British intelligence chief: Terror threat in Britain lessened

MI5 head Jonathan Evans said Wednesday prosecutions have reduced risk. But Europe's siding with Israel on Gaza may incite European Muslims to hostility.

The head of Britain's intelligence organization, MI5, says that the terror threat in Britain has receded after a string of successful prosecutions, reports the BBC, in the first interview ever given by the director of the secretive agency.

In remarks published Wednesday, agency head Jonathan Evans says 86 terror convictions since January 2007 have dampened the enthusiasm of plotters.

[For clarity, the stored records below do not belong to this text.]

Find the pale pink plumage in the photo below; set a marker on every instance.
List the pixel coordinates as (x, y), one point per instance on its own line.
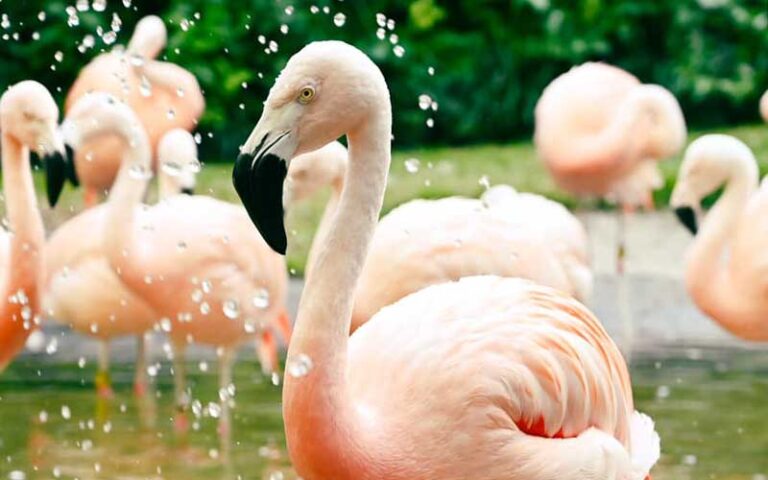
(727, 265)
(427, 242)
(600, 132)
(28, 118)
(460, 380)
(163, 95)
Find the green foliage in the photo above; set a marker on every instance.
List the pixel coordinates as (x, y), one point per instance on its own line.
(491, 58)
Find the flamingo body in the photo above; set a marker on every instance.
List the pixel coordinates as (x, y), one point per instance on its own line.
(427, 242)
(600, 132)
(82, 290)
(163, 95)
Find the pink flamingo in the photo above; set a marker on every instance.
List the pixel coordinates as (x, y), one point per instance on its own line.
(427, 242)
(163, 95)
(28, 121)
(727, 273)
(196, 261)
(487, 377)
(82, 290)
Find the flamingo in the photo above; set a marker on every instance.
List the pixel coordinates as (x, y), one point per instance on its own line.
(28, 121)
(727, 271)
(427, 242)
(600, 132)
(485, 378)
(163, 95)
(81, 289)
(193, 259)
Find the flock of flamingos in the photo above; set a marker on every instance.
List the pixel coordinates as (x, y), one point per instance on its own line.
(470, 354)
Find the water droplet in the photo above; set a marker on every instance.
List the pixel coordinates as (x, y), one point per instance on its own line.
(412, 165)
(214, 410)
(425, 101)
(117, 23)
(52, 347)
(171, 168)
(109, 38)
(139, 172)
(339, 19)
(299, 365)
(231, 309)
(165, 324)
(261, 299)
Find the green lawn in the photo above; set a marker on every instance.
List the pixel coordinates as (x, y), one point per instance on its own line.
(442, 172)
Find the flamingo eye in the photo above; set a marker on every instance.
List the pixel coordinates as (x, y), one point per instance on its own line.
(306, 95)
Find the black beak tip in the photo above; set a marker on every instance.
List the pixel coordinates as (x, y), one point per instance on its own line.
(687, 216)
(260, 187)
(55, 172)
(71, 171)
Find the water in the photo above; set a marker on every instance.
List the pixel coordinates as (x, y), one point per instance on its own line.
(709, 405)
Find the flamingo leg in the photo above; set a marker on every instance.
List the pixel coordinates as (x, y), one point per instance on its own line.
(144, 398)
(103, 382)
(181, 397)
(226, 396)
(625, 314)
(266, 350)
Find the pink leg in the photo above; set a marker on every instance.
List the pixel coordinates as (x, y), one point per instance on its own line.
(267, 352)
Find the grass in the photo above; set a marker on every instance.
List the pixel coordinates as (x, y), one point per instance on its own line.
(442, 172)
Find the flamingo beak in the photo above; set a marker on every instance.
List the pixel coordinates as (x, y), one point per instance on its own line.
(258, 176)
(687, 216)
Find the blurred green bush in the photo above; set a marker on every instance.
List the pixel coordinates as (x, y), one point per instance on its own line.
(491, 58)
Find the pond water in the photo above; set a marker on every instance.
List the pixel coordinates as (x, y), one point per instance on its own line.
(710, 406)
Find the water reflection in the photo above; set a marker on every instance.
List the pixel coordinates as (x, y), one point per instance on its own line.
(710, 408)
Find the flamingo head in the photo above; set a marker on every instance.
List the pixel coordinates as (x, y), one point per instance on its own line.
(666, 129)
(149, 37)
(179, 165)
(314, 170)
(326, 90)
(709, 162)
(29, 114)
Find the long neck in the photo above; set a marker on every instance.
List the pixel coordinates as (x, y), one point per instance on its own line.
(127, 193)
(321, 426)
(24, 220)
(707, 275)
(325, 223)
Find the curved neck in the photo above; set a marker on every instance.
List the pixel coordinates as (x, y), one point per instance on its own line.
(707, 276)
(321, 448)
(325, 223)
(24, 220)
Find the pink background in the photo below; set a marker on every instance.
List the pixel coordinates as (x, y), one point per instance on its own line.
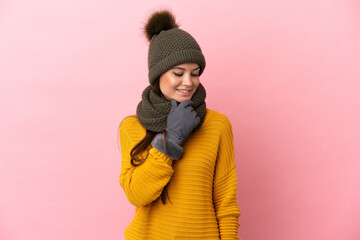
(286, 73)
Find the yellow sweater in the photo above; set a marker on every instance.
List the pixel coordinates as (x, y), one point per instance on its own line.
(202, 184)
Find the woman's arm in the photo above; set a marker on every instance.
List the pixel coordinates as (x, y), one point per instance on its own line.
(142, 184)
(225, 185)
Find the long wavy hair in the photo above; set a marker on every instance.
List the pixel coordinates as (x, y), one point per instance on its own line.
(144, 145)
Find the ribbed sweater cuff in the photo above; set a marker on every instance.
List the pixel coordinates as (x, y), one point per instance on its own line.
(173, 150)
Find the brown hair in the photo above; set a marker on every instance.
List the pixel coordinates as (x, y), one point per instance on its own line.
(144, 145)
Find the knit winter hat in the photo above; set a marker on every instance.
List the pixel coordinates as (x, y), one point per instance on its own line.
(169, 45)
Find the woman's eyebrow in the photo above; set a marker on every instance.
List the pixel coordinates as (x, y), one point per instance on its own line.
(184, 68)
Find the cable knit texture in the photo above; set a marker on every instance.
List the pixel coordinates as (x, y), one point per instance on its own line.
(201, 185)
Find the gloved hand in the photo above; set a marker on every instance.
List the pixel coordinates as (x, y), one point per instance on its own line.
(181, 121)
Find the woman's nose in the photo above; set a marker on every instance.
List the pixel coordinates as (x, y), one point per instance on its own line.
(187, 81)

"That has had a chilling effect. We have probably seen fewer 'late-stage' attack plans over the last 18 months," he said.

Mr. Evans warned that terror networks still have the capacity to strike within Britain, and that the global financial crisis could create new unforeseen tensions, says The Guardian.

"There is a significant number of individuals in active sympathy. They are doing things like fundraising, helping people to travel to Afghanistan, Pakistan and Somalia. Sometimes they provide equipment, support and propaganda."

Vigilance has been heightened in Britain since the terror attacks of July 7, 2005, when four suicide bombers struck London's public transportation system during morning rush hour, killing 52 people and wounding more than 700. Two weeks later, four bombs improperly detonated on London subway trains and buses. In June 2007, two men tried to drive a jeep loaded with gas canisters and nails into the Glasgow airport terminal. One of the attackers, Bilal Abdulla, was sentenced in December 2008 to at least 32 years in prison.

Evans said the current Israeli offensive on Gaza may prove a particularly potent propaganda tool. Press reports indicate that many European Jews and Muslims agree, with some warning of increased radicalization among Islamic youths and others pointing to a surge in anti-Semitic incidents since the start of the conflict.

On Thursday, the leaders of several prominent British Muslim organizations delivered a letter to Prime Minister Gordon Brown warning that "anger within UK Muslim communities has reached acute levels of intensity," reports The Gaurdian.

"The Israeli government's use of disproportionate force ... has revived extremist groups and empowered their message of violence and perennial conflict. For Muslims in the UK and abroad, we run the risk of potentially creating a loss of faith in the political process."

The letter was signed by the imam of London's Al Tawhid mosque, as well as by officials of the UK Islamic Foundation, the British Muslim Forum, and the Quilliam Foundation, a think tank that studies extremism.

They further warned Brown that the war in Gaza, and the American position on the violence, threatened to damage Britain's standing in the Islamic world and contribute to the radicalization of British and European Muslim youths.

Britain's Young Muslim Advocacy Group also sent a letter to Prime Minister Brown this week, says the Guardian, warning that the Israeli offensive on Gaza was "undermining efforts to reduce homegrown radicalization."

"We are in grave danger of sending a message to youth today that the mass murder of civilians can be justified if the right grievances are cited. In the current climate there is a real danger young people who witness the impotence of institutions that are supposed to be protecting innocent life will turn to other organisations in an effort to make their voices heard and the violence stop."

The Christian Science Monitor reported earlier this week that much of Europe has sided with Israel on Gaza, a shift incited by the Sept. 11, 2001 terror attacks.

European Union leaders this week flanked Israeli Foreign Minister Tzipi Livni as she told the world's news media, "We are all opposed to terrorism." For many observers in Europe, the moment underscored a little-noted but ongoing convergence between European and US-Israeli thinking – despite the tragedy and challenge that Gaza presents.
For decades, Europe was a Middle East counterbalance – generally sympathetic to Palestinians as the weaker party, critical of an unqualified US backing of Israel. The Palestine Liberation Organization had offices in Europe. France's Navy helped Yasser Arafat escape Tripoli in 1983. Europe backed the Oslo Accords, and saw the Palestinian cause as a fight for territory and statehood.
Yet Europe's traditional position on the Arab dispute has been quietly changing: It is gravitating closer to a US-Israeli framing of a war on terror, a "clash of civilizations," with a subtext of concern about the rise of Islam – and away from an emphasis on core grievances of Palestinians, like the ongoing Israeli settlements in the West Bank and East Jerusalem, and "occupation."

The Gaza crisis has already led to an uptick in anti-Jewish incidents in several European countries, such as Britain, Sweden, and France, reports the Associated Press. These have included attempted arson attacks at synagogues in Toulouse, France; Helsingborg, Sweden; and in North London, as well as a rash of vandalism and assaults across the continent.

"In Britain, the Community Security Trust, a Jewish defense group, said it had seen a rise in anti-Semitic incidents since the start of Israel's offensive against Gaza. The group said it recorded 20-25 incidents across the country in the past week — a sizable increase from 2-3 incidents usually reported to the group over the Christmas-New Year period."